MySQL determines whether it is a sorting algorithm by comparing the size of the system variable max_length_for_sort_data with the total size of the fields retrieved by the Query statement. If max_length_for_sort_data is larger, then the second optimized algorithm is used; otherwise, the first one is used.

You can appropriately increase the sort_buffer_size and max_length_for_sort_data system variables to increase the size of the sorting area and improve sorting efficiency.

img

5.4 Optimize group by statement

Since GROUP BY actually also performs sorting operations, and compared with ORDER BY, GROUP BY mainly only adds grouping operations after sorting. Of course, if some other aggregate functions are used during grouping, then some calculations of the aggregate functions are also required. Therefore, in the implementation process of GROUP BY, indexes can also be used like ORDER BY.

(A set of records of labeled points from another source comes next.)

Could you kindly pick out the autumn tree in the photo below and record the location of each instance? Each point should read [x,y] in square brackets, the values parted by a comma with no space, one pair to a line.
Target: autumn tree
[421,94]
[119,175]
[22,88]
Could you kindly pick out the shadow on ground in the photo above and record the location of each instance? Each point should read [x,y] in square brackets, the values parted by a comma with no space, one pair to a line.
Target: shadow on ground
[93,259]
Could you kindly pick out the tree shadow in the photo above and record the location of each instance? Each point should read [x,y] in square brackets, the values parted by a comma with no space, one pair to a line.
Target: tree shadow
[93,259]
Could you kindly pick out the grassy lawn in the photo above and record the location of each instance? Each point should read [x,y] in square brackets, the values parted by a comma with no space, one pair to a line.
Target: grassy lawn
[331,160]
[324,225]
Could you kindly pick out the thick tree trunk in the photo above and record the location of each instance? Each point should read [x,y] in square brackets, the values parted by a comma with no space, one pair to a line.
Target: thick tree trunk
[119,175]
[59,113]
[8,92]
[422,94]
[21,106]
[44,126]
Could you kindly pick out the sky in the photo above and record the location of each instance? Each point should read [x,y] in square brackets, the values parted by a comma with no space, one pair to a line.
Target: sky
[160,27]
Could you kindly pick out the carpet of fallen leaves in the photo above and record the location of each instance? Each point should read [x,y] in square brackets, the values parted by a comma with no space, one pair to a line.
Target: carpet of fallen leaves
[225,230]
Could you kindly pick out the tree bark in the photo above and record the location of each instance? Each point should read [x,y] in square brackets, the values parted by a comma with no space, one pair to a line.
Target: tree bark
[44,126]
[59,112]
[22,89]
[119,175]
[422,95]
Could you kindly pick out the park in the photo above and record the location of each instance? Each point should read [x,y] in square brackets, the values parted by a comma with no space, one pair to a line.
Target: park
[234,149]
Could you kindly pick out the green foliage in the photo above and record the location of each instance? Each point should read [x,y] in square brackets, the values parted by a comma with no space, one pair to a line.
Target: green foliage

If the query contains group by but the user wants to avoid the consumption of sorted results, they can perform order by null to disable sorting. as follows :

drop index idx_emp_age_salary on emp2;

explain select age,count(*) from emp2 group by age;

img

Optimized

explain select age,count(*) from emp group by age order by null;

img

As can be seen from the above example, the first SQL statement requires “filesort”, while the second SQL statement does not require “filesort” due to order by null. As mentioned above, Filesort is often very time-consuming.

Create index:

create index idx_emp_age_salary on emp(age,salary);

img

5.5 Optimizing nested queries

After Mysql4.1 version, SQL subqueries are supported. This technique allows you to use a SELECT statement to create a single column of query results, and then use this result as a filter condition in another query. Using subqueries can complete many SQL operations that logically require multiple steps to complete at one time. It can also avoid transaction or table locks, and it is also easy to write. However, in some cases, subqueries can be replaced by more efficient joins (JOIN).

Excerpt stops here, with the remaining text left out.